Rumors fuel the fear, said Maricela Delcid, a navigator at the nonprofit who helps eligible immigrants enroll in social services. Most of the immigrant parents she works with are undocumented, and therefore don’t qualify for benefits such as food stamps. But they don’t understand that they can apply on behalf of their U.S.-born children, Delcid said.
“It’s word of mouth, whatever their friends tell them, they take it as, ‘It’s going to happen to me,’” Delcid said. “And a lot of them are saying, ‘Don’t apply for benefits, you’ll get deported.’ We try to explain to them, ‘That’s not how it works.’ But they just don’t want to renew their benefits any more. They want them to expire.”
Portrait of a Population
Most immigrants do not use food stamps and other forms of public assistance. The vast majority of food stamp beneficiaries — 92 percent — are U.S.-born citizens.
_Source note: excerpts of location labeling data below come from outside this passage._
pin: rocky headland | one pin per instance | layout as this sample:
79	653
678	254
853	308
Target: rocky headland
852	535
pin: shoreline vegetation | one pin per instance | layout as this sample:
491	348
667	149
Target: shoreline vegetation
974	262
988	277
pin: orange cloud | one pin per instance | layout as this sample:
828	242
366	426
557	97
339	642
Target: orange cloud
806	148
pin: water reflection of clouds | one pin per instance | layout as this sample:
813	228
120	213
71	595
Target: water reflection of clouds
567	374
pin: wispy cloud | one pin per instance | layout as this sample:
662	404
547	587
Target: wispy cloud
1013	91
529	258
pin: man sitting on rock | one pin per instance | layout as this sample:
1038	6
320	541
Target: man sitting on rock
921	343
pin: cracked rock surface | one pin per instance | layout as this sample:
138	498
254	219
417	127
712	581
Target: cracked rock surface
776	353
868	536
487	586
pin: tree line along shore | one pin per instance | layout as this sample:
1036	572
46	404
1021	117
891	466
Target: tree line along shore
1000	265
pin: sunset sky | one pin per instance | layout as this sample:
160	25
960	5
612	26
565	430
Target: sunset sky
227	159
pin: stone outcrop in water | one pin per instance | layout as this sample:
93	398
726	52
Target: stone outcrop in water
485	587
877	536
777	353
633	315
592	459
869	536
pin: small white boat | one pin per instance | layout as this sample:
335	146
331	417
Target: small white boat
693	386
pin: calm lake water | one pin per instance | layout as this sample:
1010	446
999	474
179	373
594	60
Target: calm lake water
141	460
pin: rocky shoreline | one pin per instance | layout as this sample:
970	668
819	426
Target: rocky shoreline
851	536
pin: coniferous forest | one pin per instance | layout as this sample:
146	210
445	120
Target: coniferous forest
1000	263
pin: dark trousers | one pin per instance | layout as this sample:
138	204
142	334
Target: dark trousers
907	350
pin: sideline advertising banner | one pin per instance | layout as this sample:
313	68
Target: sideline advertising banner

Four percent are naturalized citizens, 1 percent are refugees, and 3 percent are “other noncitizens,” according to the U.S. Department of Agriculture. The average benefit for one person is $126.76 a month.
Immigrants must have lived legally in the United States for five years to be eligible to receive SNAP benefits. A few other immigrant groups — refugees, asylees and the elderly — also are eligible to receive food stamps. Undocumented immigrants are not eligible, although many of them work and pay taxes. Immigrants living in the United States are twice as likely as U.S. citizens to be poor, despite working at the same rate.
There’s a perception that “poor people want handouts, and immigrants are lumped into that category,” said Eric Rodriguez, vice president of research, advocacy and legislation for UnidosUS, formerly National Council on La Raza, an advocacy group based in Washington. He said that’s not the case.
At 74, Eduardo Lacayo is a retired construction worker from Nicaragua with a permanent green card and two bad knees. He relies on food stamps, but they don’t stretch very far, so he hits up the food pantry at the Spanish Catholic Center every week.
The U.S. Department of Immigration and Customs Enforcement recently arrested a number of immigrants in the center’s neighborhood, and Lacayo worries about further actions. What if the United States revokes his residency?
Fear is a constant, he said, and these days many of his friends who don’t have papers stay close to home. So, he said, gesturing to an extra bag of groceries from today’s food pantry, he does what he can to help them out.
“Who knows what’s going to happen?” Lacayo said, before dashing off.